'' Davutoğlu ‘koalisyon kurmak' için çabalamadı. ‘mış gibi' yaptı. CHP ile haftalarca sürdürdüğü müzakerelerde de MHP ile görüşmesinde de amaç ‘hükümet arayışı' falan değildi. Hatta ‘siyasi taktik' bile değil. Göstere göstere yapıyor. Süreyi doldurmak, 45 günlük zamanı eritmek. ''
(...)
MHP'ye giderken Davutoğlu'nun en azından seçim kararı için umudu vardı. MHP'nin desteğini alabileceğini düşündü. Normal de. Çünkü ‘erken seçimi' ilk söyleyen lider Bahçeli'ydi. Ama şartlar çok değişti. Ülke yangın yerine döndü. Seçim güvenliği riske girdi. MHP, HDP faktöründen dolayı AKP azınlık hükümetine Davutoğlu'nun istediği desteği de vermedi. ‘Bu MHP'nin değil Saray'ın sorunu' dedi. Sorumluluğu da vebali de Cumhurbaşkanı'na yükledi.
Hakkını teslim etmek lazım, Davutoğlu zamanı iyi tüketti.
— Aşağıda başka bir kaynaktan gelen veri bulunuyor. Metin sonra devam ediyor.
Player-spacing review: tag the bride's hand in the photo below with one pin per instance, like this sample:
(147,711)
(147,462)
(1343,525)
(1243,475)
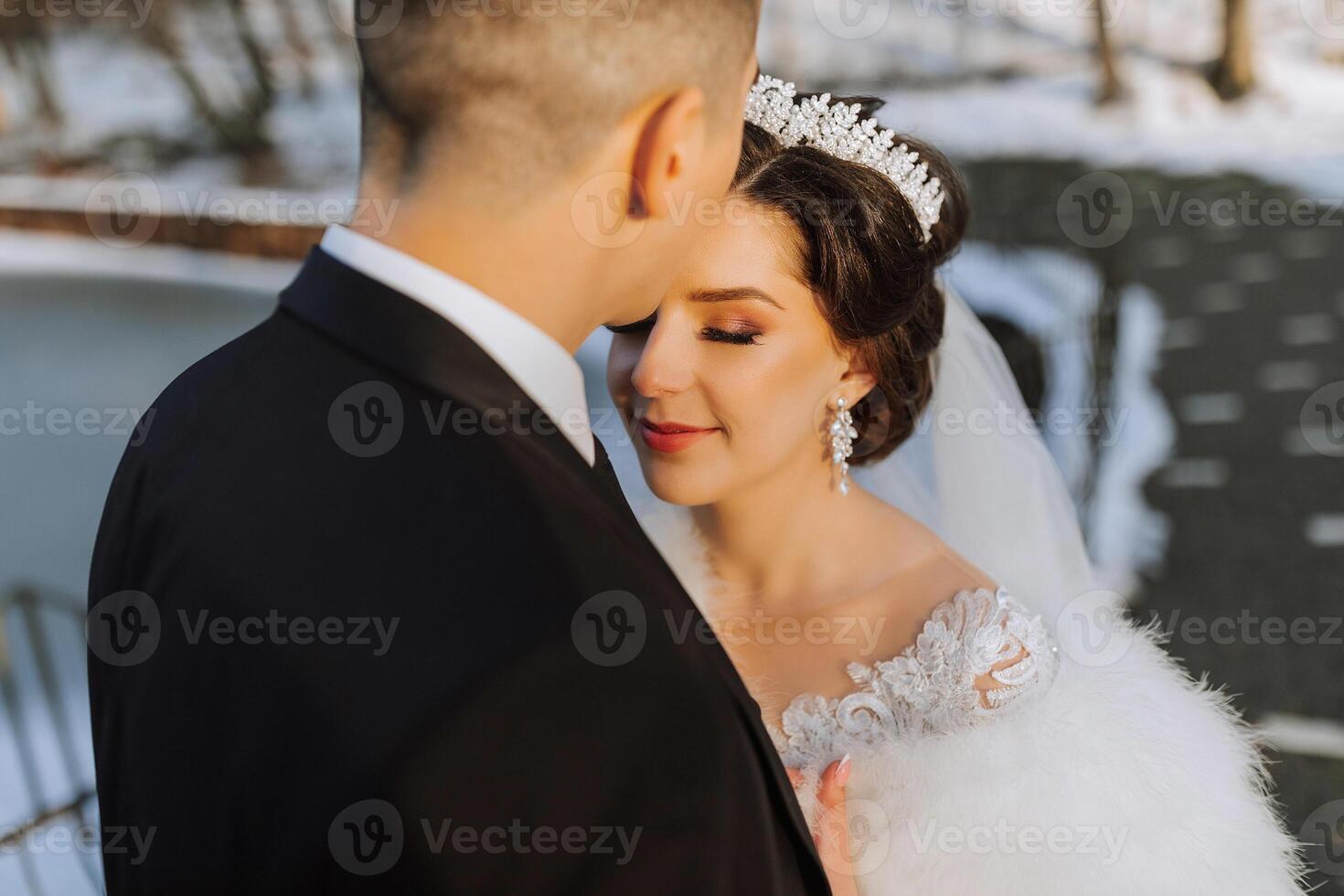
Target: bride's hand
(832,835)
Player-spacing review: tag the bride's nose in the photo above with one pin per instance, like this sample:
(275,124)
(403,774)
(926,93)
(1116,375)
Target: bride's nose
(664,364)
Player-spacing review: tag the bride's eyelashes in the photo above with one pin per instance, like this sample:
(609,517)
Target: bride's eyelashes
(731,336)
(637,326)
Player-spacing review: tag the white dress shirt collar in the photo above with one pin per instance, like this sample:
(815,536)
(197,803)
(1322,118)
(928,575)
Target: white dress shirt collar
(528,355)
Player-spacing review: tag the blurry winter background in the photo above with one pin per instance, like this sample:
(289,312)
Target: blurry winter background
(1157,243)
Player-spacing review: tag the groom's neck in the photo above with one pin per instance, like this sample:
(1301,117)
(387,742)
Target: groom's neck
(529,261)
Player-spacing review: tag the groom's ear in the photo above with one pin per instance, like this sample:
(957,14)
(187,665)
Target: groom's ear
(668,155)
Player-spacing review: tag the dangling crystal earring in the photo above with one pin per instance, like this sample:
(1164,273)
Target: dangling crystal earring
(841,443)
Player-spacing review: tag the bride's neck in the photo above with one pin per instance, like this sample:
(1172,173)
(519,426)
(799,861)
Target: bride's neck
(781,536)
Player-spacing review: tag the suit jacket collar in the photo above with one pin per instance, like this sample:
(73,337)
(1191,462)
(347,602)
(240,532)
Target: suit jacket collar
(403,335)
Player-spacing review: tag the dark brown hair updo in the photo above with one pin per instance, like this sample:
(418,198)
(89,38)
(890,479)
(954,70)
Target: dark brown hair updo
(862,251)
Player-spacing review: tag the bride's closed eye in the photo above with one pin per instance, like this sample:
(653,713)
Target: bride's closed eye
(742,335)
(636,326)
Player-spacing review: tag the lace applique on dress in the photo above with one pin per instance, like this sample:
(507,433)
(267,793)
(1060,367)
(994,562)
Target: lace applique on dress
(930,688)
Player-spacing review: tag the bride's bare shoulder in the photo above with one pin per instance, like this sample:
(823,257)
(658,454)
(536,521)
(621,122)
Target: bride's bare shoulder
(925,563)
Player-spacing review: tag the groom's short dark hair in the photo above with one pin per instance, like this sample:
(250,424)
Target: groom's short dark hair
(523,88)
Milleti iyi oyaladı. İyi top çevirdi. Daha çok muhalefetin sahasında. ‘Hükümeti kuramamak' onun için başarısızlık değil aksine ‘başarı'. Terörün ağır gölgesi altında toplumsal baskıya aldırmadan milim sapmadan Saray'ın çizdiği rotada yürüdü. MHP'nin hiçbir şartı olmasaydı zannediyor musunuz ki ‘koalisyon' tamamdı. Sadece biz Ankara gazetecileri değil bu siyasi fotoğrafı sokaktaki insan da bu kadar net gördü.
AKP'nin faturayı CHP'ye veya MHP'ye kesme politikası sonuçsuz kaldı. Havuz medyası dışında ciddiye alan olmadı. Anlaşmaya yanaşmayan taraf AKP olarak tarihe geçti. Davutoğlu'nun görevi iade etmekte neden ağır davrandığını merak etmiyorsunuz herhalde. Oysa yaptığı ne siyasi ahlaka sığar, ne de siyasi geleneğe uygun düşer. ‘Gerekirse iade' diye bir şey olmaz.